I felt his touch,
Whenever I was in his world,
He loved me so much,
Despite I pretended to be bold.
Down on my shoe he pleaded,
Apology is what he needed,
Trying soo hard to convince me with sobs,
But I remained resistible towards him.
Why would he deserve next chance anyway?
HE FAILED ME ONCE AND WE ARE DONE,
Thats what first clicked inside my logical mind,
But deep inside my lonely heart demanded him.

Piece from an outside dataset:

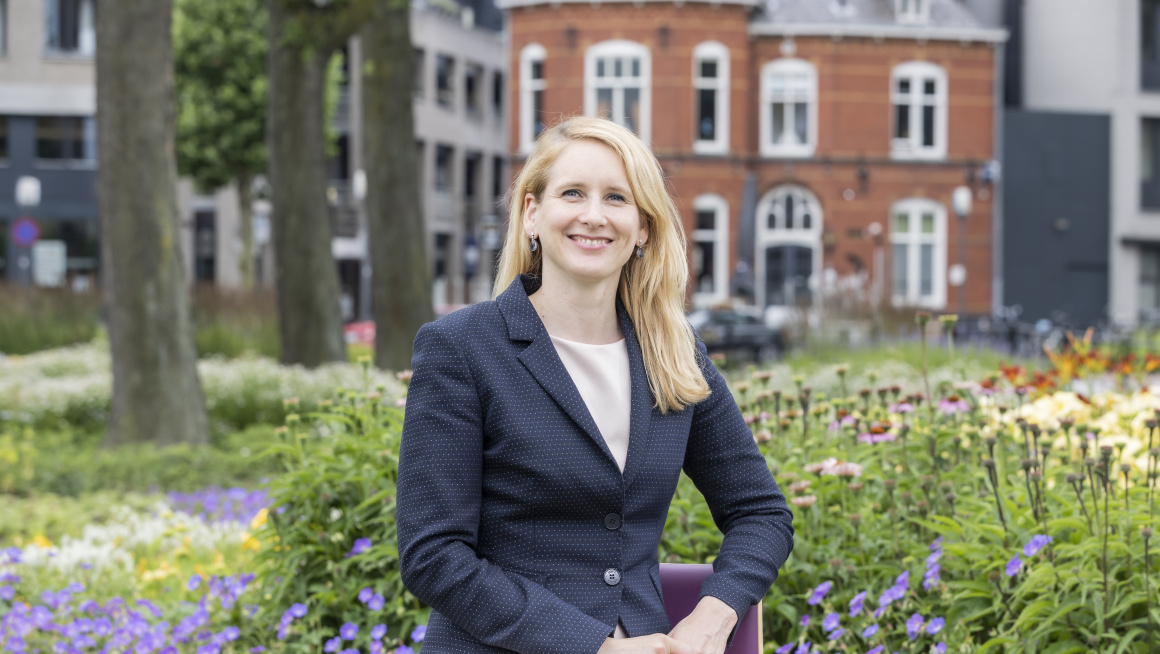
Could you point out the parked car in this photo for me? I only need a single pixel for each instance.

I rejected his calls but when he texted,
I read while tears dropped down bitterly,
I didn’t LIKED his photos but when he posted,
I looked at them several times lustfully.
I thought am going to move on so fast,
The breakup to me turned like a broadcast,
Advertising all his weakness to the in-laws,
In order to boost my confidence up for more bravery.
You know what surprised me the most?
When it pissed him off upon rumors he heard,
But he chose SILENCE to be his shield,
For tremendous gossips I secretly blurted out.
That he was a lazy man and out fashioned,
Can’t maneuver when we are on bed,
No job but just sleeping all day and night at home,
Waiting for me to bring a daily bread for the family.
Yet now am in front of him kneeling down,
Am aware that i can’t force him to forgive me,
But I claim for the same spot in his heart,
The same last chance I denied it to him before.
Now am the one to request it back,
Wish I could be able to make it up to him,
Rewind the days back to clear my mistakes,
Coz I’ve realized that life isn’t worthy without him.